Robert Alpern is proud of the progress Yale School of Medicine (YSM) has made in diversifying both the types of science and research pursued in New Haven, and the people pursuing that science and research. Diversity is central to the mission of scientific excellence and leadership at YSM, from diverse socioeconomic backgrounds to variety in intellectual and academic pursuits, to variation when it comes to race, gender, creed, and nationality, YSM strives to be a national leader. Yale Medicine Magazine sat down with Robert J. Alpern, MD, dean and Ensign Professor of Medicine, to hear his thoughts on the subject, as well as why he favors a strong commitment to ongoing diversification.
Given that Yale is one of the oldest and best medical schools in the United States, how has diversity played a role in maintaining YSM’s competitive edge?
Diversity in medicine and in biomedical research is critical to both fields. A diverse scientific and medical workforce understands and appreciates the needs of a diverse patient population. In addition, patients frequently prefer physicians who are similar to them, and thus understand their issues. We serve a broad range of patients and require the medical and personal expertise needed to do so effectively.
How do we stack up against peer institutions in this department?
Yale strives to be a leader, and we’ve put significant effort into creating a diverse faculty, but we still have a long way to go. The diversity of our faculty is increasing, but similar to other institutions, the higher you go in academic rank, the less diversity there is.
Is there an active push to diversify the faculty and administrative leadership, or has the recent diversification been the consequence of more qualified applicants—the pipeline beginning to deliver on its promise?
There has been a dedicated effort to identify and recruit outstanding faculty and administrative leadership who also bring diversity to the medical school. The last two department chair hires, both of whom are women, have been exceptional physicians and leaders; and the incoming dean, the first woman at the School of Medicine to hold this position, is incredibly impressive. That still leaves us with 80% of department chairs who are fairly homogeneous in the way that they have been traditionally.
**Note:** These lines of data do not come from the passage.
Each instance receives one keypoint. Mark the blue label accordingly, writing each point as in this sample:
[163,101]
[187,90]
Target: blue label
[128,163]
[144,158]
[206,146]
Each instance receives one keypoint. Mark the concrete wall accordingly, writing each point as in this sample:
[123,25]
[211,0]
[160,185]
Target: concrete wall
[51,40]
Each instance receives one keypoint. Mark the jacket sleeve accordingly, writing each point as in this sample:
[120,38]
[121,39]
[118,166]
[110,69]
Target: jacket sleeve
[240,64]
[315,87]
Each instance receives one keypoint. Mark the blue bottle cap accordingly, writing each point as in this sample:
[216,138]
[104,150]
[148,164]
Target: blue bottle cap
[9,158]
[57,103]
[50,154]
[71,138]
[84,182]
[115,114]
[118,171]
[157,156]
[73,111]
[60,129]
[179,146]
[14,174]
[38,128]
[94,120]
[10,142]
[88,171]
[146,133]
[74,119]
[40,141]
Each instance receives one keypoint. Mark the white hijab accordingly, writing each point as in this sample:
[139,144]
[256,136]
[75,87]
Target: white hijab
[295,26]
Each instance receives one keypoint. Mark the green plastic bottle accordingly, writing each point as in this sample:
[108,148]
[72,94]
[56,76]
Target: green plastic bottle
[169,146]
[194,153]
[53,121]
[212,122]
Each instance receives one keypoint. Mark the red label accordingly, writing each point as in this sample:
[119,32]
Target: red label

Even today, women who want careers in medicine face more barriers in their careers as they move up the ladder to become professors or department chairs. The pipeline is producing outstanding women and minority faculty, but we need to be diligent in our efforts to identify them and develop their careers. We’re living at a time when we are beginning to make progress.
It seems like every year, incoming classes of students are more diverse: economically, culturally, geographically, racially, and religiously. How has this changed since you were a medical student?
When I was a medical student there was some, but very little diversity in the medical school classes. Women and underrepresented minorities were admitted to medical school but were few in number. Gender diversity has now been achieved with most medical school classes close to 50% women. Underrepresented minorities remain underrepresented, but the numbers have improved. There remains much work to be done.